Dönüp dolaşıp bu yere geldik.
“Ben kimim?”
“Ben” denileni tanımaktan daha önemli bir şey bilemiyorum. Çünkü bilinebilir her şeyi onunla biliyoruz. Hissedilebilir her şeyi onunla hissediyoruz. Yapılabilir her şeyi onunla yapıyoruz.
Ama onu bilmiyoruz.
Belki onu “bilmekten” kastımızın dahi ne olduğunu bilmiyoruz.
Bir kere algılarımıza “fazla” bağlıyız. Bizden, yani bu beden & zihin formunun içinden algılayanın “kendisini” sezmedikçe, bin bir filtreden geçip de “gerçek” diye önümüze konulanı yemek veya onunla kavga etmek dışında pek bir şey yapamıyoruz. Oysa, hislerimizin, duygularımızın ve düşüncelerimizin müşterisi olmak zorunda değiliz, çünkü bizi yanıltabilirler. Duyularımız hem özümüze bir yönüyle işaret eden, hem de onu örten gölge oyunları gibiler. Platon’un mağarasında şu seyrine dalıp gittiğimiz, âdeta transına girdiğimiz “ben” hissinin ve kurmaca kimliklerimizin arkasında bir “Ben” var oysa…

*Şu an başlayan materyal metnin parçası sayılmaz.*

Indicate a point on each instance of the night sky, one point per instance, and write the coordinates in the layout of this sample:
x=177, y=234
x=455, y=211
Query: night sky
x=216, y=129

Halin ne ise müşteri sen oldun o hale,
Noksanı meğer adl-i ilahide mi sandın?
Kenan Rifai Hz.
İnsan hayatı boyunca birçok şey öğrenebilir, birçok manevi deneyimle renklenip halden hale geçebilir. Arayışı uğruna dünyayı gezebilir, kavramların altını üstüne getirebilir. Disiplinli bir biçimde yıllarca kendi üzerine çalışabilir, hatta ben’ini yok etmeye, “hiç” olmaya çalışabilir. Ama dönüp dolaşıp geleceği yer burasıdır: Hiç olmak isteyen o “ben” kim? Benlik nedir? Onun için bakılması gereken ilk ve son yere bir bakış denemesidir bu yazılar...
İnsanın kendi (y)le bir muhabbetidir…
Yunus Emre’nin “İlim ilim bilmektir” dediği noktaya yoğunlaşmadır. “Şeyleri” ve teknikleri vs. düşünme değil, düşünen “özne” üzerine düşünmedir. Eylemlerimizi, duygularımızı ve zihnimizi değiştirmeden evvel ona ev sahipliği yapan “ben” dediğimiz şu yanılsamayı görmek denemesidir. Çünkü kapıyı o tutuyor.
Ve nedense, zat’en açık olan bir kapıyı “açmak” için kilitler ve anahtarlar tasarlayıp duruyor.